Merkeev Igor V, Novichkov Pavel S, Mironov Andrey A
State Scientific Center GosNIIGenetica, 1st Dorozhny pr., 1, Moscow, 113545, Russia.
BMC Evol Biol. 2006 Jun 22;6:52. doi: 10.1186/1471-2148-6-52.
Orthologs and paralogs are widely used terms in modern comparative genomics. Existing procedures for resolving orthologous/paralogous relationships are often based on manual revision of clusters of orthologous groups and/or lack any rigorous evolutionary base.
We developed a completely automated procedure that creates clusters of orthologous groups at each node of the taxonomy tree (PHOGs--Phylogenetic Orthologous Groups). As a result of this procedure, a tree of orthologous groups was obtained. Each cluster is a "supergene" and it is represented by an "ancestral" sequence obtained from the multiple alignment of orthologous and paralogous genes. The procedure has been applied to the taxonomy tree of organisms from all three domains of life. Protein complements from 50 bacterial, archaeal and eukaryotic species were used to create PHOGs at all tree nodes. 51367 PHOGs were obtained at the root node.

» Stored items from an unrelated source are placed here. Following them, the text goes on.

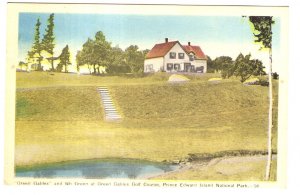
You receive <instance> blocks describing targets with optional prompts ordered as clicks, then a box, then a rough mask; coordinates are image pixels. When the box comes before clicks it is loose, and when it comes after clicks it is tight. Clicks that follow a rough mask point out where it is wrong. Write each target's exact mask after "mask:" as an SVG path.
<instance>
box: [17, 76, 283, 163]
mask: <svg viewBox="0 0 300 195" xmlns="http://www.w3.org/2000/svg"><path fill="white" fill-rule="evenodd" d="M168 76H169V75H167V74H163V73H160V74H156V75H148V76H144V77H134V76H133V75H124V76H90V75H76V74H63V73H54V74H50V73H46V72H32V73H17V92H16V94H17V95H16V99H17V102H16V155H15V162H16V165H17V166H23V165H32V164H37V163H47V162H59V161H66V160H76V159H93V158H106V157H117V158H136V159H147V160H152V161H164V160H167V161H172V160H178V159H179V160H180V159H184V158H186V157H187V156H188V154H193V153H213V152H219V151H225V150H259V151H262V150H266V146H267V127H268V121H267V119H268V88H267V87H262V86H246V85H243V84H242V83H240V82H239V81H238V80H237V79H232V80H224V81H222V82H220V83H210V82H208V79H209V78H212V77H219V75H216V74H205V75H202V76H190V79H191V81H190V82H188V83H185V84H170V83H168V82H167V80H168ZM274 84H275V85H274V96H275V97H277V91H278V90H277V88H278V87H277V83H276V82H274ZM97 86H108V87H109V90H110V93H111V95H112V97H113V101H114V102H115V104H116V106H117V108H118V110H119V111H120V113H121V115H122V117H123V120H122V121H121V122H117V123H112V122H106V121H104V120H103V116H104V113H103V108H102V105H101V103H100V95H99V94H98V93H97V91H96V89H97ZM274 102H275V104H274V106H275V108H274V110H277V98H276V99H275V101H274ZM276 116H277V115H274V119H276V118H277V117H276ZM276 123H277V119H276V121H275V122H274V124H275V127H274V142H273V147H274V150H275V151H276V147H277V141H276V140H277V131H275V129H276V127H277V125H276ZM45 154H46V155H45Z"/></svg>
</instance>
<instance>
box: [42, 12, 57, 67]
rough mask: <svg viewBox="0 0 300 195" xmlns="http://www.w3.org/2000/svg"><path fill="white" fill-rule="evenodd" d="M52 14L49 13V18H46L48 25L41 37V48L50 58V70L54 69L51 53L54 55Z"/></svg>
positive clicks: (53, 18) (53, 19)
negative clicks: (42, 34)
mask: <svg viewBox="0 0 300 195" xmlns="http://www.w3.org/2000/svg"><path fill="white" fill-rule="evenodd" d="M54 40H55V37H54V14H53V13H52V14H50V16H49V18H48V25H47V28H46V34H45V35H44V37H43V40H42V43H41V45H42V48H43V50H45V51H47V52H48V53H49V54H50V56H51V58H49V60H50V62H51V69H52V71H53V70H54V64H53V60H54V59H53V55H54V46H55V44H54Z"/></svg>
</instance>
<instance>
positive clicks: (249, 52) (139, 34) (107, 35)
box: [18, 13, 281, 71]
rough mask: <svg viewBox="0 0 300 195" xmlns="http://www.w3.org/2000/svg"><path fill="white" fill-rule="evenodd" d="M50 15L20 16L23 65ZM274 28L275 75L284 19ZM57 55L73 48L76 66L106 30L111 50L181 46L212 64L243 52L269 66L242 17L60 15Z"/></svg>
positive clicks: (20, 40) (38, 14) (49, 13)
mask: <svg viewBox="0 0 300 195" xmlns="http://www.w3.org/2000/svg"><path fill="white" fill-rule="evenodd" d="M49 15H50V13H20V14H19V55H18V59H19V61H24V60H25V58H26V54H27V51H28V50H30V48H31V47H32V43H33V39H34V28H35V24H36V21H37V19H38V18H40V21H41V23H42V25H41V28H40V32H41V38H42V37H43V34H44V33H45V28H46V25H47V19H48V17H49ZM274 19H275V24H274V25H273V70H274V71H276V69H278V67H279V66H280V64H281V62H280V57H279V55H277V54H280V19H279V18H274ZM54 23H55V27H54V34H55V55H56V56H58V55H59V54H60V52H61V50H62V49H63V47H64V46H65V45H67V44H68V45H69V48H70V51H71V58H72V59H71V61H72V62H73V63H75V56H76V52H77V51H78V50H81V49H82V45H83V44H84V42H85V41H86V40H87V39H88V38H94V36H95V34H96V32H97V31H102V32H103V33H104V35H105V36H106V39H107V41H109V42H111V44H112V46H119V47H120V48H122V49H125V48H126V47H128V46H130V45H138V47H139V48H140V49H151V48H152V47H153V46H154V45H155V44H157V43H162V42H164V40H165V38H169V41H177V40H178V41H179V42H180V43H181V44H183V45H186V44H187V42H191V44H192V45H199V46H200V47H201V48H202V50H203V51H204V53H205V54H206V55H208V56H210V57H211V58H212V59H214V58H215V57H218V56H230V57H232V58H233V59H235V58H236V57H237V56H238V55H239V53H243V54H245V55H246V54H249V53H251V54H252V57H253V58H256V59H260V60H262V61H263V63H264V66H267V65H268V53H267V52H262V51H259V48H260V46H259V45H257V44H254V37H253V34H252V32H251V28H250V25H249V22H248V20H247V19H245V18H242V17H237V16H182V15H181V16H176V15H172V16H170V15H169V16H168V15H155V16H153V15H151V16H147V15H124V14H122V15H117V14H114V15H108V14H55V15H54Z"/></svg>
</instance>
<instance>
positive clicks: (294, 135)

The PHOG database demonstrates that it is possible to automatically process any number of sequenced genomes and to reconstruct orthologous and paralogous relationships between genomes using a rigorous evolutionary approach. This database can become a very useful tool in various areas of comparative genomics.
直系同源基因和旁系同源基因是现代比较基因组学中广泛使用的术语。现有的解析直系同源/旁系同源关系的方法通常基于对直系同源基因簇的人工修订,和/或缺乏任何严格的进化基础。
我们开发了一种完全自动化的程序,该程序在分类树的每个节点上创建直系同源基因簇(PHOGs——系统发育直系同源基因簇)。通过这个程序,得到了一个直系同源基因簇树。每个簇都是一个“超级基因”,它由从直系同源基因和旁系同源基因的多重比对中获得的“祖先”序列表示。该程序已应用于生命三个域中所有生物的分类树。使用来自50种细菌、古菌和真核生物的蛋白质组在所有树节点上创建PHOGs。在根节点获得了51367个PHOGs。
PHOG数据库表明,使用严格的进化方法自动处理任意数量的已测序基因组并重建基因组之间的直系同源和旁系同源关系是可能的。该数据库可以成为比较基因组学各个领域非常有用的工具。